Thai Quinoa Salad with Fresh Herbs and Lime Vinaigrette

What you need

Salad

  • 1 cup quinoa
  • 1/2 tsp salt
  • 1 red bell pepper, diced
  • 2 carrot, peeled and grated
  • 1 cucumber, seeded and diced
  • 2 green onions
  • 1/4 cup coriander leaves
  • 2-3 birdseye chillis, chopped
  • 2 tbsp fresh mint or basil (optional)

  • Dressing

  • 1/4 cup freshly squeezed lime juice
  • 2 ½ tsp fish sauce
  • 1 ½ tbsp. vegetable oil
  • 2 tbsp palm sugar

How it’s done

Add quinoa, salt and 1 ½ cups boiling water to a medium saucepan.

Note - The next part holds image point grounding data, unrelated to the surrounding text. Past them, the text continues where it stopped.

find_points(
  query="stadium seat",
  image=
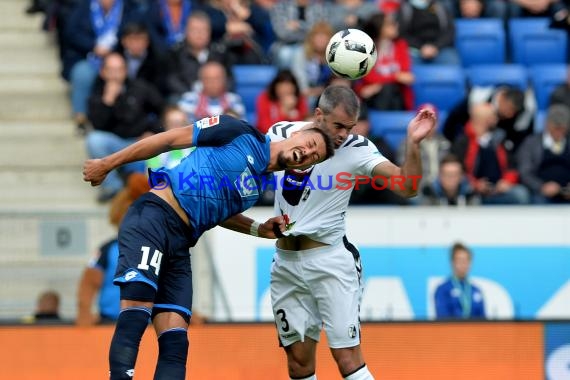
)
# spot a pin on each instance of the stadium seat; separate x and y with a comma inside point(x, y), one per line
point(480, 41)
point(539, 121)
point(441, 85)
point(250, 81)
point(544, 79)
point(533, 42)
point(391, 125)
point(494, 75)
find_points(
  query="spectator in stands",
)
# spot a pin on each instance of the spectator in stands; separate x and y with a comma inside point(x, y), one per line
point(486, 160)
point(388, 85)
point(352, 13)
point(389, 6)
point(515, 110)
point(213, 98)
point(172, 117)
point(167, 21)
point(91, 33)
point(433, 149)
point(244, 28)
point(187, 58)
point(544, 159)
point(97, 279)
point(451, 187)
point(458, 297)
point(561, 93)
point(47, 308)
point(292, 20)
point(142, 60)
point(121, 112)
point(309, 64)
point(429, 29)
point(281, 101)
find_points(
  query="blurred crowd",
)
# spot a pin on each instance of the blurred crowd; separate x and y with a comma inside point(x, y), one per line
point(139, 67)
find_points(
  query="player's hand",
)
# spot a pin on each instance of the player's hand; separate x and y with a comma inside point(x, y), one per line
point(503, 186)
point(95, 171)
point(421, 125)
point(266, 229)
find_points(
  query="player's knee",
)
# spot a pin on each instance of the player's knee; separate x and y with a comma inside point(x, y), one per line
point(172, 354)
point(348, 359)
point(301, 362)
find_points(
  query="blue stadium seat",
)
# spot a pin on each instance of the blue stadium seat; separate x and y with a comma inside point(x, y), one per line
point(441, 85)
point(533, 42)
point(251, 80)
point(544, 79)
point(480, 41)
point(493, 75)
point(391, 125)
point(539, 121)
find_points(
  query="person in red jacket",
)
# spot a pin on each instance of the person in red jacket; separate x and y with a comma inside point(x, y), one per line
point(486, 161)
point(281, 101)
point(388, 85)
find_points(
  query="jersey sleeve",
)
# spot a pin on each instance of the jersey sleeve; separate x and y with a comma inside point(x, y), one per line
point(221, 130)
point(365, 156)
point(281, 130)
point(101, 260)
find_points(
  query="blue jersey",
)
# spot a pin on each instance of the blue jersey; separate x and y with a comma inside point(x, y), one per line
point(223, 176)
point(459, 299)
point(109, 298)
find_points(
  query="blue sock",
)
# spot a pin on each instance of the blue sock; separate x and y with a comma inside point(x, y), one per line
point(172, 355)
point(129, 330)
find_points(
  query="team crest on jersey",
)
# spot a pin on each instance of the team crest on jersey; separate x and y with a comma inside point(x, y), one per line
point(246, 185)
point(288, 224)
point(208, 122)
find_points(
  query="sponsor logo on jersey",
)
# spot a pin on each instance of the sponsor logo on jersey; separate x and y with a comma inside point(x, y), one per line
point(246, 184)
point(352, 331)
point(208, 122)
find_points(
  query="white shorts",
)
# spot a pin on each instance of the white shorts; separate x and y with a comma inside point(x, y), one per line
point(317, 288)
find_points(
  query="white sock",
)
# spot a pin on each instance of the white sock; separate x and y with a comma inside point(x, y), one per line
point(312, 377)
point(362, 374)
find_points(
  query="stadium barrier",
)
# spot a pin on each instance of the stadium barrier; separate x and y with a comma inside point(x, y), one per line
point(399, 351)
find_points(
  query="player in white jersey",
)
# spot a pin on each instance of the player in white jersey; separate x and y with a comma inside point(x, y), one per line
point(316, 273)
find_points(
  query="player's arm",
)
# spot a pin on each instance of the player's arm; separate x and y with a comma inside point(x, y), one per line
point(96, 170)
point(405, 180)
point(243, 224)
point(90, 283)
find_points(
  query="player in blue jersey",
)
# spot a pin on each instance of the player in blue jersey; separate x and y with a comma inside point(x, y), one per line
point(222, 177)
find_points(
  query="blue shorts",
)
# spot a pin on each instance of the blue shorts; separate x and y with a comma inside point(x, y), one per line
point(154, 256)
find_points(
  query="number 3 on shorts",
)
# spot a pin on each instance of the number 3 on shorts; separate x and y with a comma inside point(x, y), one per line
point(154, 262)
point(284, 323)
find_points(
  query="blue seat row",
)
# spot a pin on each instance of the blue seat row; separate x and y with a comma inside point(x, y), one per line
point(530, 42)
point(445, 85)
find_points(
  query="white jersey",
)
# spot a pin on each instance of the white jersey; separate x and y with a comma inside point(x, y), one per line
point(316, 200)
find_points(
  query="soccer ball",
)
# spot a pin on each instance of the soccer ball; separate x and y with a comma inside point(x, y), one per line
point(351, 54)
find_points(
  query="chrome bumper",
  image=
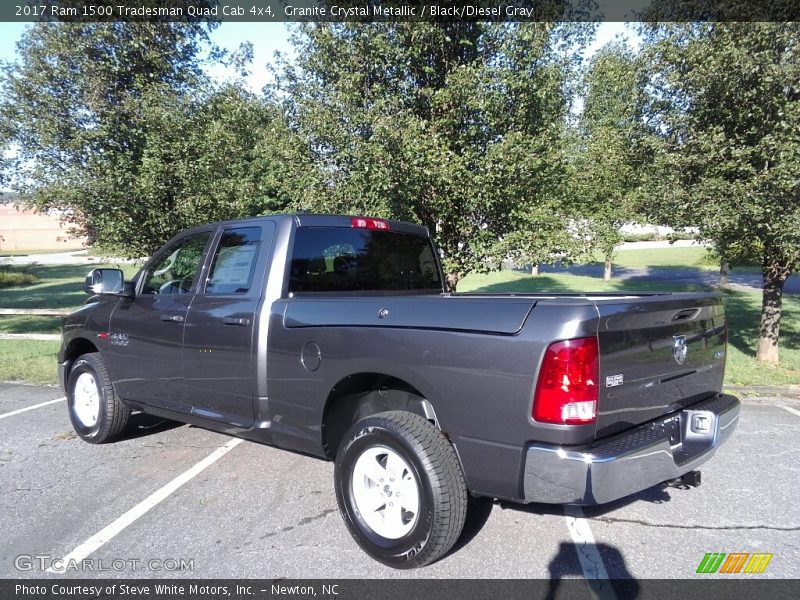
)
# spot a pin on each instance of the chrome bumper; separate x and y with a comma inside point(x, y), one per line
point(631, 461)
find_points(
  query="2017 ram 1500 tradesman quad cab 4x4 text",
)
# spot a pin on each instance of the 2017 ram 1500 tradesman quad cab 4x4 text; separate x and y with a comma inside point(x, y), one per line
point(333, 336)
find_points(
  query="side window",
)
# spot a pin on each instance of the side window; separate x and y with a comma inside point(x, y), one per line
point(176, 270)
point(235, 261)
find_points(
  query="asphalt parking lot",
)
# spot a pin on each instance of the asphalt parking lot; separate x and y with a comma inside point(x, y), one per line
point(259, 512)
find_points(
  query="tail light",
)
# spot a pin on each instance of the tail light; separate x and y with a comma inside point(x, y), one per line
point(372, 224)
point(566, 392)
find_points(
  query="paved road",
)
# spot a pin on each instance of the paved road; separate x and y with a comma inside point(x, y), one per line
point(261, 512)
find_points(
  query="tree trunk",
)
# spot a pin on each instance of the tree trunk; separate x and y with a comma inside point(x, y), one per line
point(451, 282)
point(769, 331)
point(607, 268)
point(723, 275)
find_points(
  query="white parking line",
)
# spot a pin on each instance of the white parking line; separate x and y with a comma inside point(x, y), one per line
point(794, 411)
point(108, 532)
point(26, 409)
point(591, 562)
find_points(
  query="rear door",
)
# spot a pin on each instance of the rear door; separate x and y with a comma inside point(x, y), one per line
point(658, 355)
point(218, 350)
point(146, 332)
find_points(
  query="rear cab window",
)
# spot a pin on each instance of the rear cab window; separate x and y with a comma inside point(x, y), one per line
point(337, 259)
point(234, 261)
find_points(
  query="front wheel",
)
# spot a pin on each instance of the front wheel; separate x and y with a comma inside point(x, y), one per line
point(96, 412)
point(400, 489)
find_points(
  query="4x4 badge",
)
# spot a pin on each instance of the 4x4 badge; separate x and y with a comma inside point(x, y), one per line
point(679, 348)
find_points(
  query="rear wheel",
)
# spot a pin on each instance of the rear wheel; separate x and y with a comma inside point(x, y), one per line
point(97, 414)
point(400, 489)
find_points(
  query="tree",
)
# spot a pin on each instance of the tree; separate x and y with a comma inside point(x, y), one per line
point(425, 122)
point(726, 100)
point(609, 159)
point(116, 122)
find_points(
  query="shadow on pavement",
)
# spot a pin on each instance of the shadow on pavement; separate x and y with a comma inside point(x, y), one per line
point(142, 425)
point(566, 563)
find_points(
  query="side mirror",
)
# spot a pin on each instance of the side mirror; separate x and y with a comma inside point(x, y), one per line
point(105, 281)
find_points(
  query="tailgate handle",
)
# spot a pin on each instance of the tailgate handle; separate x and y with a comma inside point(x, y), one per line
point(235, 321)
point(686, 314)
point(173, 318)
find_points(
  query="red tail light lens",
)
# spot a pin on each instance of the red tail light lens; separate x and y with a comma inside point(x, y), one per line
point(566, 392)
point(365, 223)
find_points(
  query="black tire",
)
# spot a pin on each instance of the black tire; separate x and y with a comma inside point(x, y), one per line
point(442, 491)
point(112, 414)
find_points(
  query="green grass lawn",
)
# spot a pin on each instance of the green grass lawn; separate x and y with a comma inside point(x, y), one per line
point(59, 286)
point(693, 257)
point(743, 309)
point(32, 361)
point(32, 252)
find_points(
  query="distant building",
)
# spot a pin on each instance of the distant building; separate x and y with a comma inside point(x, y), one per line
point(23, 229)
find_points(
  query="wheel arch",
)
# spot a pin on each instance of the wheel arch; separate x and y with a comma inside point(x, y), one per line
point(360, 395)
point(75, 348)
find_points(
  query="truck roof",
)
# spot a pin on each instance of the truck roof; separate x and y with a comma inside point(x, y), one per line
point(303, 219)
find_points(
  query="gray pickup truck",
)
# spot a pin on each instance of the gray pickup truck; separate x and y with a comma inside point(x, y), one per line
point(333, 336)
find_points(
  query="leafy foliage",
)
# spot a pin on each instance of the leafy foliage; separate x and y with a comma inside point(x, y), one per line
point(611, 157)
point(454, 125)
point(117, 122)
point(726, 103)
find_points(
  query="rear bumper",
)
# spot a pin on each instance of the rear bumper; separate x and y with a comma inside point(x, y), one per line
point(632, 461)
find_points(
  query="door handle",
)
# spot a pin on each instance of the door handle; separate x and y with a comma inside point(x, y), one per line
point(235, 321)
point(173, 318)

Bring back to a boil and then reduce heat to low. Cover and cook for 15 minutes until the water is absorbed and the quinoa is cooked.

Transfer to a serving bowl and let cool in the refrigerator.

Meanwhile, dice all vegetables and grate carrots

Make the dressing by combining the lime juice, fish sauce, vegetable oil and sugar in a medium bowl. Whisk until the sugar is dissolved.

Once the quinoa is cool, add the red bell peppers, carrots, cucumbers, scallions, fresh herbs and dressing. Toss well, then taste and adjust seasoning with more salt, sugar and lime juice if necessary.